U-Net is a neural network for image segmentation that uses relatively symmetric contracting and expanding paths (that hence form a U shape) with skip connections. That architecture leads to a good balance between localization accuracy and the use of context, while keeping the computing cost low. It is based on the FCN architecture, but the difference is that the U-Net has many feature channels in the up-sampling part.

Tsung-Yi Lin et al., Feature Pyramid Networks for Object Detection (2017), Proceedings of the IEEE conference on computer vision and pattern recognition

This paper introduces feature pyramid networks (FPN), a framework that uses the inherent multi-scale pyramidal hierarchy of ConvNets with low-resolution semantically strong features and high-resolution but semantically weak features, to construct a feature pyramid that has strong semantics at all scales. The bottom-up pathway of the FPN is the feed-forward computation of the backbone ConvNet, computing feature maps at several scales. The subsequent top-down pathway upsamples the feature map from the highest level, while lateral connections enhance it at each level via element-wise addition. Prediction is performed at each scale of the top-down pathway. The authors adapt Region Proposal Network (RPN) and Fast R-CNN to the FCN framework respectively for bounding box proposal generation and object detection, and also show high performance with segmentation.

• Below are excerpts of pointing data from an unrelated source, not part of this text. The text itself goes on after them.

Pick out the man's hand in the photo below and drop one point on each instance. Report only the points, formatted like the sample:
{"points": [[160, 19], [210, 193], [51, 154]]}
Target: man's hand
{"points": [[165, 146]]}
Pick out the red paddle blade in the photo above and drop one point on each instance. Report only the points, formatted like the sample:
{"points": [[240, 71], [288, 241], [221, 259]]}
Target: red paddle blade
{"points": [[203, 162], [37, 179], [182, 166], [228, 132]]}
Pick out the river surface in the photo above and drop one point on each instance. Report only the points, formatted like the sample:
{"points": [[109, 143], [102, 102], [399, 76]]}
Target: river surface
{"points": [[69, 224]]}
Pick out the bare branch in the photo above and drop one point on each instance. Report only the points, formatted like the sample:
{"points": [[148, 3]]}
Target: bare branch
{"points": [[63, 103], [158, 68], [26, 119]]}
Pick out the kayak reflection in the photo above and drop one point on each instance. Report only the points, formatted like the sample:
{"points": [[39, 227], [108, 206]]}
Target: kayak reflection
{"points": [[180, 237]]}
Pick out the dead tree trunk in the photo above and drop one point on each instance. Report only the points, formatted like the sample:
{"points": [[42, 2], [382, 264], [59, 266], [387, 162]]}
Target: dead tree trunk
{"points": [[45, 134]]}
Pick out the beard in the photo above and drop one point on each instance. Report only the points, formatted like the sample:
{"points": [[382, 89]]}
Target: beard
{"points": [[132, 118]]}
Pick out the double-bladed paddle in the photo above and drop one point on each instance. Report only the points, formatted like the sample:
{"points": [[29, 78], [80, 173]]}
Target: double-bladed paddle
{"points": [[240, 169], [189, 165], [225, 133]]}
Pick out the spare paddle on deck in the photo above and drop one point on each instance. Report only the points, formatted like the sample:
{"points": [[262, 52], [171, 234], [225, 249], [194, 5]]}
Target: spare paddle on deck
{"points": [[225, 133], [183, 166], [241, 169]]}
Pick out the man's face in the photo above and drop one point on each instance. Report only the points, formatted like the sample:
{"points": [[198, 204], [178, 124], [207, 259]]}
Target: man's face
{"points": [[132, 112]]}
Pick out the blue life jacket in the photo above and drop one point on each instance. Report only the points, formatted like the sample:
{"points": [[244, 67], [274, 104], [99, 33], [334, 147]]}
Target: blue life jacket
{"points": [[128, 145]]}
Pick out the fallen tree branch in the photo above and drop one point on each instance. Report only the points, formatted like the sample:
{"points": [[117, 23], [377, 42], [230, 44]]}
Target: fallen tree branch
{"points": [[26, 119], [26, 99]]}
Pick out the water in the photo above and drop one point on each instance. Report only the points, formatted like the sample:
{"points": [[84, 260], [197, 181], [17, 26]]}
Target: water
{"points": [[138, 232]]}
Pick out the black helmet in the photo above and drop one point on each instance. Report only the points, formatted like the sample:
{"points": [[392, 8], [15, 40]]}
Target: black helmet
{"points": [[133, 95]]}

Chen et al., A Simple Framework for Contrastive Learning of Visual Representations (2020), International conference on machine learning

Unsupervised representation learning is successful in natural language processing, but supervised pre-training still prevails in computer vision. Furthermore, constructing large-scale labeled datasets is a difficult task, so self-supervised learning could be useful in computer vision. In the SimCLR method, data is augmented using random cropping, resizing, and color distortion to form positive and negative pairs of images. SimCLR learns two functions, f and g: f is the representation encoder, and g is the "projection head". The contrastive loss function—a normalized cross entropy loss with adjustable temperature—is minimized for g o f. One key finding is that unsupervised learning seems to benefit more from scaling up (e.g., increasing model size, batch size, and training epochs, and performing data augmentation) than supervised learning.

Published on January 5, 2023, last update on May 17, 2026